The Role of Filamin A in Blood Clotting: How Platelets Change Shape to Stop Bleeding

Written by: Rhonda Thygesen, CBR Alumni

Edited by: Alexandra Witt, PhD Candidate, Pryzdial Lab


Figure 1: How FLNA helps control cell contraction in platelets.

Figure 1: How FLNA helps control cell contraction in platelets.

Blood clotting is essential to stop bleeding after an injury. When blood vessels are damaged, tiny cells in the blood called platelets rush to the site and change shape to work together and form a clot. This shape-changing ability is critical for platelets to effectively plug the injury and prevent excessive bleeding.

The Kim lab in the CBR has been studying how platelets make these changes, specifically focusing on a protein called Filamin A (FLNA), which plays a crucial role in the shape-shifting process1. FLNA is a protein that binds to actin, a component of the cell’s skeleton. In platelets, FLNA helps to stabilize this skeleton, acting like a scaffold to hold together the parts of the cell that are necessary for changing shape and generating the force required to form a clot2.

Researchers in the Kim lab conducted an experiment using platelets from mice with a platelet-specific deletion of FLNA1. They found that platelets without FLNA couldn’t generate the force required to create a stable clot, with decreased contractile abilities making their clots weaker and far less retracted.

During clot maturation, platelets retract to reduce clot volume and draw the edges of the wound together. Looking into the role FLNA was playing, they investigated its interactions with other proteins that control cell contraction, such as Rho-kinase (ROCK) and protein kinase C (PKC)3. These proteins help activate myosin, a protein that works alongside actin to generate force. Without FLNA to act as a scaffolding protein for actin, the activity of these proteins was reduced, failing to allow for phosphorylation of myosin light chain (MLC) phosphatase and ultimately, clot retraction (Figure 1).

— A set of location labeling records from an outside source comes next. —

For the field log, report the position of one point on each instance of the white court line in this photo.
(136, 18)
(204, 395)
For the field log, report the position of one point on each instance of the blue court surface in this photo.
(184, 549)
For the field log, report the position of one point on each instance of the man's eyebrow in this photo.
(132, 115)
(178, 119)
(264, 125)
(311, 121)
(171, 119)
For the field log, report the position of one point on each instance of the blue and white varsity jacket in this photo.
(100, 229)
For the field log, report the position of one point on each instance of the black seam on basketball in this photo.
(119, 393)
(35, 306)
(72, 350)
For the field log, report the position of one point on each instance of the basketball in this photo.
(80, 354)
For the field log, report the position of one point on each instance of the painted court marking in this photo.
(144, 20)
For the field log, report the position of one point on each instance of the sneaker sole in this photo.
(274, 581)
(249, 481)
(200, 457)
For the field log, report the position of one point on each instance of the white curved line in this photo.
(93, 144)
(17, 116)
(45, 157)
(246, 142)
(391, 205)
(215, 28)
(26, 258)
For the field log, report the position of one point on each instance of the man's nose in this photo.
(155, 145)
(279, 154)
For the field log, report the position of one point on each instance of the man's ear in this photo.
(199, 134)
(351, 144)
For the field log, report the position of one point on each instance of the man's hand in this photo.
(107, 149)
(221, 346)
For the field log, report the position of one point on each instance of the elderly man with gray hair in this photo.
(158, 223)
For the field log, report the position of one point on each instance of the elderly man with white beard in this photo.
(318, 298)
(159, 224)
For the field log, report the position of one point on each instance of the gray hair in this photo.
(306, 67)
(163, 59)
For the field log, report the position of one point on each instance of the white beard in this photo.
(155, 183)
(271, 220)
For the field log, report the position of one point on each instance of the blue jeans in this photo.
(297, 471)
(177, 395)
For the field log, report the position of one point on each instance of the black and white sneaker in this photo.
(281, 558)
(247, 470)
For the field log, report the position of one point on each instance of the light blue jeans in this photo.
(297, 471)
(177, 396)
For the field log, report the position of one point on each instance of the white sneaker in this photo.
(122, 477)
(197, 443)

Understanding the role of FLNA in blood clotting helps us get a clearer picture of how platelets function and what can go wrong in clotting disorders. By uncovering the role of FLNA, scientists are gaining insights that may lead to better treatments for blood clotting issues, potentially helping people who struggle with excessive bleeding.

Figure 1: How FLNA helps control cell contraction in platelets. This diagram shows how the protein FLNA plays a role in cell shape changes by regulating the contraction of actin and myosin, key parts of the cell’s structural framework. (A) When thrombin, a blood-clotting protein, activates the platelet, FLNA helps other proteins (RhoA and ROCK) inhibit a process that would normally stop contraction, leading to successful clot retraction. (B) FLNA also works with another protein, PKC, to promote the same process. Together, these mechanisms help platelets change shape and play their role in blood clotting.

References

  1. Hong, F., Mollica, M. Y., Golla, K., De Silva, E., Sniadecki, N. J., López, J. A., & Kim, H. (2024). Filamin A regulates platelet shape change and contractile force generation via phosphorylation of the myosin light chain. Biochemical Journal481(20), 1395-1410.
  2. Rosa, J. P., Raslova, H., & Bryckaert, M. (2019). Filamin A: key actor in platelet biology. Blood, the Journal of the American Society of Hematology134(16), 1279-1288.
  3. Hong, F. (2023). The role of filamin A in modulating platelet shape change(Doctoral dissertation, UNIVERSITY OF BRITISH COLUMBIA (Vancouver).